Stevens’ campaign polling found that the district’s Democratic primary voters’ top two concerns are abortion rights and the economy. Stevens’ first TV ad combines video of her standing in a manufacturing plant and footage of Obama ― who has not endorsed in the primary ― praising Stevens’ work on the auto industry rescue. The second spot features Stevens speaking about the importance of protecting abortion rights.

And the third ad touts Stevens’ support for the advancement of women and people of color in manufacturing and technology jobs, noting that the House passed her bill aiming to further that goal. That final TV ad also notes the endorsements that Stevens has received from the editorial boards of the Detroit Free-Press and the Detroit News.

Stevens celebrated forthcoming micro-chip legislation at the UAW panel on Friday. “I want all of us to remember where we were today, because this is historic!”
Stevens celebrated forthcoming micro-chip legislation at the UAW panel on Friday. “I want all of us to remember where we were today, because this is historic!”
Brittany Greeson for HuffPost

“She’s more of an Obama-style Democrat and Andy is a Bernie Sanders-style Democrat, or an Elizabeth Warren Democrat,” the prominent Michigan Democrat supporting Stevens said. “In that district, an Obama-style Democrat is going to win every day.”

Stevens and her allied super PACs’ cash advantage on TV and digital platforms was evident at a picnic hosted by a predominantly Black church in Pontiac on Saturday.

Edna Bass, a retired domestic worker, told HuffPost that she had seen a lot more about Stevens than Levin on TV and Facebook.

“I like the way she talks,” Bass said. “She’s for women getting jobs and everything.”

Although she prefers the term “pragmatic,” there is no question that Stevens, a member of the business-friendly New Democrat Coalition, is more moderate than Levin.

The challenge for Levin is that Stevens’ departures from the liberal orthodoxy are not always easy to explain to voters ― especially given the endorsements she has received from a number of labor unions.

For example, Levin has blasted her for being the only Democrat on the House Labor and Education Committee to vote for Republican amendments that would have watered down House Democrats’ 2019 bill raising the federal minimum wage to $15 an hour.
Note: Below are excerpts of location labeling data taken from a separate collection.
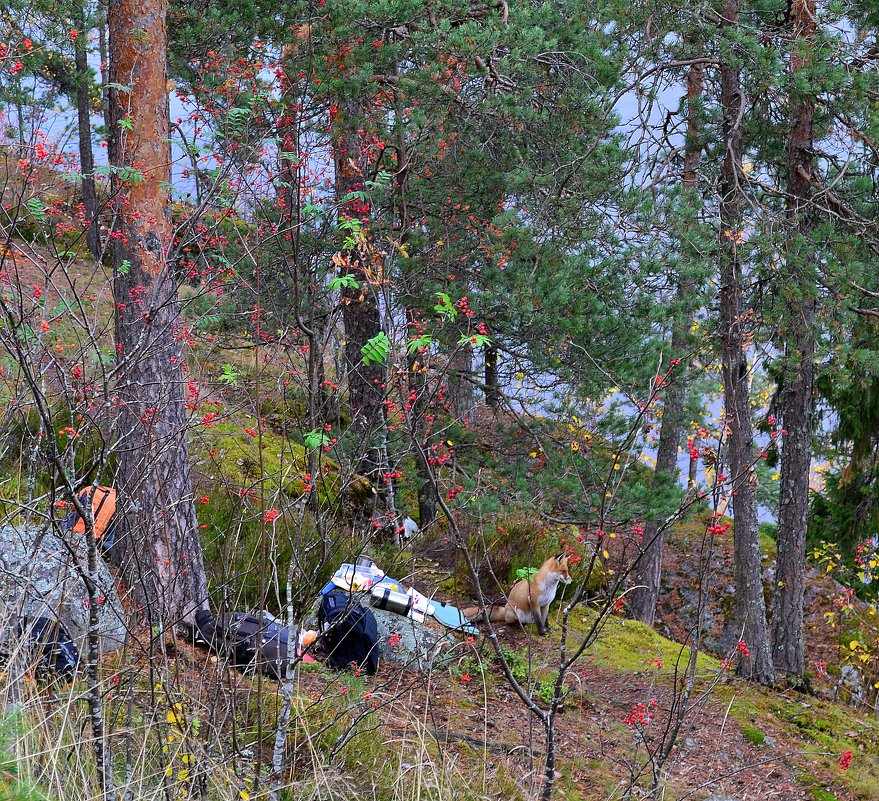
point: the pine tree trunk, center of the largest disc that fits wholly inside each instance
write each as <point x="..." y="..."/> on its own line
<point x="158" y="548"/>
<point x="460" y="389"/>
<point x="799" y="369"/>
<point x="649" y="573"/>
<point x="419" y="399"/>
<point x="360" y="311"/>
<point x="84" y="128"/>
<point x="750" y="603"/>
But after those amendments were voted down in committee, she voted to pass the bill on the floor. (The bill has not been taken up in the Senate.)

Ticking off the names of more aspirational bills that he has co-sponsored and she has not, Levin told HuffPost, “In all these ways, I’m more progressive.”

Stevens bristled at Levin’s criticism of her policy record and his suggestion that the financial support she has received from AIPAC undermines her commitment to fighting Trump’s authoritarianism.

“To see a colleague and a friend pursue over and over and over and over again Republican tactics against Michigan’s first millennial member of Congress, who flipped a seat and held it, has been witnessing an exercise in absurdity,” she said in an interview on Saturday. “What we have seen is a very classic example of a successful woman being pilloried because I’m running a great campaign.”

Stevens, who earlier in the interview took a veiled swipe at Levin for running in his father’s seat, did not provide examples to substantiate her suggestion that Levin is targeting her because she is a woman.

Asked to respond to the allegation of using Republican talking points and engaging in sexism, Jenny Byer, a spokesperson for the Levin campaign, called it “hypocrisy.”

“The hypocrisy of saying that when she has benefitted from over $4 million from a Republican-funded Super PAC that prides itself in endorsing 109 insurrectionists ... that is absurdity,” Byer said in a statement. “I don’t think asking someone to answer for their record and for the dark money backing them is out of line. That’s democracy.”